The CGRB will be offering three different workshops this fall. For more information and to register, see the CGRB website.
All workshops are available for credit for students or available to non-students as non-credit workshop(s).
To give perspective students a better insight on each course, we’ve conducted short interviews with the instructors about their course.
See course descriptions and the interviews with the instructors below!
Courses Offered:
Introduction to Unix/Linux and Command-Line Data Analysis (2 modules x 5 weeks @ 2 hrs per week)
Instructor: Matthew Peterson
Course Description:
Introduction to Unix/Linux (5 weeks @ 2 hrs per week)
Logistics:
Date & Time: Sep 25 – Oct 23, Mon/Wed 2:00pm – 2:50pm
For credit: BDS599 CRN 20579
Workshop Cost: $250
This module introduces the natural environment of bioinformatics: the Linux command line. Material will cover logging into remote machines, filesystem organization and file manipulation, and installing and using software (including examples such as HMMER, BLAST, and MUSCLE). Finally, we introduce the CGRB research infrastructure (including submitting batch jobs) and concepts for data analysis on the command line with tools such as grep and wc.

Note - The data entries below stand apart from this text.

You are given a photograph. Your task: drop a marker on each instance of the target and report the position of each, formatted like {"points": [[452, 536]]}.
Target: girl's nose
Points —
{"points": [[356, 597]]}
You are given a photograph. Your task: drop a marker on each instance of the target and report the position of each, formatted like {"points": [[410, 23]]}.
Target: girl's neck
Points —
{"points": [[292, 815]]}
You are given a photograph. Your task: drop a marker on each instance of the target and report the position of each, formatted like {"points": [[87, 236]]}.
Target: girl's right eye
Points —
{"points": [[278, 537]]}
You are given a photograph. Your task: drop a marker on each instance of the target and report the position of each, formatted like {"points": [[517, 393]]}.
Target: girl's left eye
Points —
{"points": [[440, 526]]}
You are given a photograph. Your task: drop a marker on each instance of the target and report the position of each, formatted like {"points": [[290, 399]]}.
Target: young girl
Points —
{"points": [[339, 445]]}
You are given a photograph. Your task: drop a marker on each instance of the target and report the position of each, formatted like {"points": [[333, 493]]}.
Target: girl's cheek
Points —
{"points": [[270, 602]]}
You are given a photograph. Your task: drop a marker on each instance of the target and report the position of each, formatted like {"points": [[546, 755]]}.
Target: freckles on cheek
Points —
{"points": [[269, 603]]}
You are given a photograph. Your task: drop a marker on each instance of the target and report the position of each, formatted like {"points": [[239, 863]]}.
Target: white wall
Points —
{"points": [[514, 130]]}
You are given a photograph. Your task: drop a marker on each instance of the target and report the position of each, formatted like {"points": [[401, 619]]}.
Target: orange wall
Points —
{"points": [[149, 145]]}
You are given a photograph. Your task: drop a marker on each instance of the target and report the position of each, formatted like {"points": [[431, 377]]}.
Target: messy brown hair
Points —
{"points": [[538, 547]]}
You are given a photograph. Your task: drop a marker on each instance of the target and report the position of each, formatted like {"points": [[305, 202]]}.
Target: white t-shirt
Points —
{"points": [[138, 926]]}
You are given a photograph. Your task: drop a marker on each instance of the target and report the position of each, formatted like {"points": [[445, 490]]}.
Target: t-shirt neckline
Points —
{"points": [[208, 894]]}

Command-Line Data Analysis (5 weeks @ 2 hrs per week)
Logistics:
Date & Time: Nov 4 – Dec 4, Mon/Wed, 2:00pm – 2:50pm
For credit: BDS599 CRN 20580
Workshop Cost: $250
The Linux command-line environment has long been used for analyzing text-based and scientific data, and there are a large number of tools pre-installed for data analysis. These can be chained together to form powerful pipelines. Material will cover these and related tools (including grep, sort, awk, sed, etc.) driven by examples of biological data in a problem-solving context that introduces programmatic thinking. This module also covers regular expressions, a useful syntax for matching and substituting string and sequence data.
Q1: What do you hope students gain from this workshop?
My hope is that students come to appreciate the power and flexibility of using the text-based command-line interface to interact with (Linux) computational infrastructures. With practice students will become self-sufficient in utilizing the infrastructure to conduct their own research.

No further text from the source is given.